The goal of this project is to compare the relative performance of the Vgg19 and Vgg11 CNN architectures in a transfer learning context. The networks were originally trained on the ImageNet dataset, and were retrained on the bird identification dataset.
All experiments were ran using the notebooks at the base of this repo, and using the various utility functions available in the local utilities package. The local package can be loaded using:
cd bird_utils
pip install -e .
All retraining in this experiment was conducted by me using the bird classification dataset. The originall training of the VGG11 and VGG19 models used as a base for this experiment were trained on Imagenet-1k by PyTorch contributers. The datasets are available below:
The pre-trained Vgg19 and Vgg11 models were retrained on the bird classification dataset. Training an entire vgg model would be way to computationally expensive. Thankfully, because of the nature of this bird classification problem, training the entire model is not necessary.

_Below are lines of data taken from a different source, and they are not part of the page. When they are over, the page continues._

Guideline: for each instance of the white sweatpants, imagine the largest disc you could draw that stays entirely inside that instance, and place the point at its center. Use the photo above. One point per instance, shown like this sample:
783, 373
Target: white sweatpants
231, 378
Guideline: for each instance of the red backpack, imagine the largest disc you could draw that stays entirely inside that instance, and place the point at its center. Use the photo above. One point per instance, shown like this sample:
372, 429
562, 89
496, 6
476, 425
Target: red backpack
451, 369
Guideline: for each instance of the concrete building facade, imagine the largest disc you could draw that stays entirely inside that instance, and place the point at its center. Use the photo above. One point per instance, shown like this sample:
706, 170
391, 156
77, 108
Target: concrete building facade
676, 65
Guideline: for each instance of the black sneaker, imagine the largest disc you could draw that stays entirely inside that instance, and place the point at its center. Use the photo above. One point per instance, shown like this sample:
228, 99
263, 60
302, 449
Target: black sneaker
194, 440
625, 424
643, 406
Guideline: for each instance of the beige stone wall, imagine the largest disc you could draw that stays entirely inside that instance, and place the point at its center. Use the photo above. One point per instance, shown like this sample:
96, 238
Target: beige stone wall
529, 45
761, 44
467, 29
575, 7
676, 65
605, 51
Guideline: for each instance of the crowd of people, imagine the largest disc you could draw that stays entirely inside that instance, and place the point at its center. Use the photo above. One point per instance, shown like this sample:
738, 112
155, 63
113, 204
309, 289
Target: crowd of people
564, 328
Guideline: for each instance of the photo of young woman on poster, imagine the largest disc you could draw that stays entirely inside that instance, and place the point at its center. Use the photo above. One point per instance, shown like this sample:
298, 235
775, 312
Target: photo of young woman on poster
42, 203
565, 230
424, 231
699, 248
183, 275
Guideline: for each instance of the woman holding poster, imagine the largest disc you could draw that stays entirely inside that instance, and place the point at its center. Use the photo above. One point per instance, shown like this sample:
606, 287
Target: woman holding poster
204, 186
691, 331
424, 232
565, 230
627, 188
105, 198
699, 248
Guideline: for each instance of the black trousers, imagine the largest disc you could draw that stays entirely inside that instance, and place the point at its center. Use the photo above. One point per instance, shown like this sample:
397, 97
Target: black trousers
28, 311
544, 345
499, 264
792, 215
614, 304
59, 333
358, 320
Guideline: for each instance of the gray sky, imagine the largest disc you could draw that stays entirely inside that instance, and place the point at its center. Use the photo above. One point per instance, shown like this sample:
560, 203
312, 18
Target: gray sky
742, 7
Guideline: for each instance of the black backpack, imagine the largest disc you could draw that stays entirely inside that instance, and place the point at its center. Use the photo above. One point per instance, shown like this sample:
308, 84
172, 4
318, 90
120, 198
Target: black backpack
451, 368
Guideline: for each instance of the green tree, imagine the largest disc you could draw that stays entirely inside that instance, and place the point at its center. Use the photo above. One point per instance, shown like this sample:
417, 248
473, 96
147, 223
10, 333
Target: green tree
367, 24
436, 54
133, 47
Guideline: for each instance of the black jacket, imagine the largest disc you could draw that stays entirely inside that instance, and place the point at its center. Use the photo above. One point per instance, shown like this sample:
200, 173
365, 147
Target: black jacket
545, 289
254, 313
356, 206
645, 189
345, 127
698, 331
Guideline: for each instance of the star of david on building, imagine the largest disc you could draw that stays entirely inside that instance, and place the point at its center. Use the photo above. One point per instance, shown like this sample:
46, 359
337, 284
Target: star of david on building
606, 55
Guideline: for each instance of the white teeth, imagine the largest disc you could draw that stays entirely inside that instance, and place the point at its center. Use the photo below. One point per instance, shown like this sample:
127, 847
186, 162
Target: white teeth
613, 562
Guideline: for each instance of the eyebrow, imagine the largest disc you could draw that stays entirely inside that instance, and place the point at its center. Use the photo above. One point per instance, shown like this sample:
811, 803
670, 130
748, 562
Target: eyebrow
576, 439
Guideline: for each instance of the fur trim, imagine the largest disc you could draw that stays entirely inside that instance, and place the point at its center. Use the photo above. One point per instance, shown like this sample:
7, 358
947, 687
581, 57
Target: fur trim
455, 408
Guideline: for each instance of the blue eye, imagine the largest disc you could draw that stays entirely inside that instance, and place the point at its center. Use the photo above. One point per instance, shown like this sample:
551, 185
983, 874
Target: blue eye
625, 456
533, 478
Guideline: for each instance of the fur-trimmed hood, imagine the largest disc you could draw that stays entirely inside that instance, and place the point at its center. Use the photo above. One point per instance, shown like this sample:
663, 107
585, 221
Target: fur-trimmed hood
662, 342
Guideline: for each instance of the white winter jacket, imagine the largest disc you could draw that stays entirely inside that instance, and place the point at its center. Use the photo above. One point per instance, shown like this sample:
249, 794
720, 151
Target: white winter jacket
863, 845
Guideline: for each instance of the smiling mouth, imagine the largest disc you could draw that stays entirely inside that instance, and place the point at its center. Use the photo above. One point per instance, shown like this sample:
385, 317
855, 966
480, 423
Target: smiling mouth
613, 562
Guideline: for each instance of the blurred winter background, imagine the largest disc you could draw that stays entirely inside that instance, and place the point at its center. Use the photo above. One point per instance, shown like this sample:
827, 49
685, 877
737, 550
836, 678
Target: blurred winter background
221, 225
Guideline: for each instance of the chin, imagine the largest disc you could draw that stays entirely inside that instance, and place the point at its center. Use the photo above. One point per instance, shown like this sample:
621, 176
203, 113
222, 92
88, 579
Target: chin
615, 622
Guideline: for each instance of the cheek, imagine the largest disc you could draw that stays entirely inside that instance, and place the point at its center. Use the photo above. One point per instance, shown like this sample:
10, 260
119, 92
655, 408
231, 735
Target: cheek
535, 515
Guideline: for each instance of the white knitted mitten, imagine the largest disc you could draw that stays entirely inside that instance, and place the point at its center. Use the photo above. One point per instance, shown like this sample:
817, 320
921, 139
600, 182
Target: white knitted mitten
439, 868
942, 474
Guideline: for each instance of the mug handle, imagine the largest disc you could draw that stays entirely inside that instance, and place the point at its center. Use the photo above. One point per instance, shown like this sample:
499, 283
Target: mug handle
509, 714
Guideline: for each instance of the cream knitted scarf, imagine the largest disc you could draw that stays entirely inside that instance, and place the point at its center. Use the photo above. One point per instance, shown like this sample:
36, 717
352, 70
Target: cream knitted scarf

First, some high level background on the VGG architeture. All models in the VGG family are divided into two main compaonents, the feature extractor and the classifier:
The feature extractor is the first "half" of the model, and is composed of a series of convolutional and pooling layers that extract features. The second half, the classifier, is a series of fully connected layers that take the extracted features and assign a classification to the input. Thankfully, as the data from Imagnet-1k and the bird dataset is, at a high level, sampled from a very similar distribution, in theory a feature extractor trained on Imagnet-1k should be able to extract meaningfull features from samples in the bird dataset. If that assumption holds, than it is only necessary to train the classifer, which is mych less computational resource intensive than training the entire vgg model.
For this experiment, the VGG11 and VGG19 feature extraction layers are pre-trained by PyTorch contributers on Imagnet-1k, and the classifier layers will be trained over 10 epochs. After training, the results of VGG11 and VGG19 will be compared.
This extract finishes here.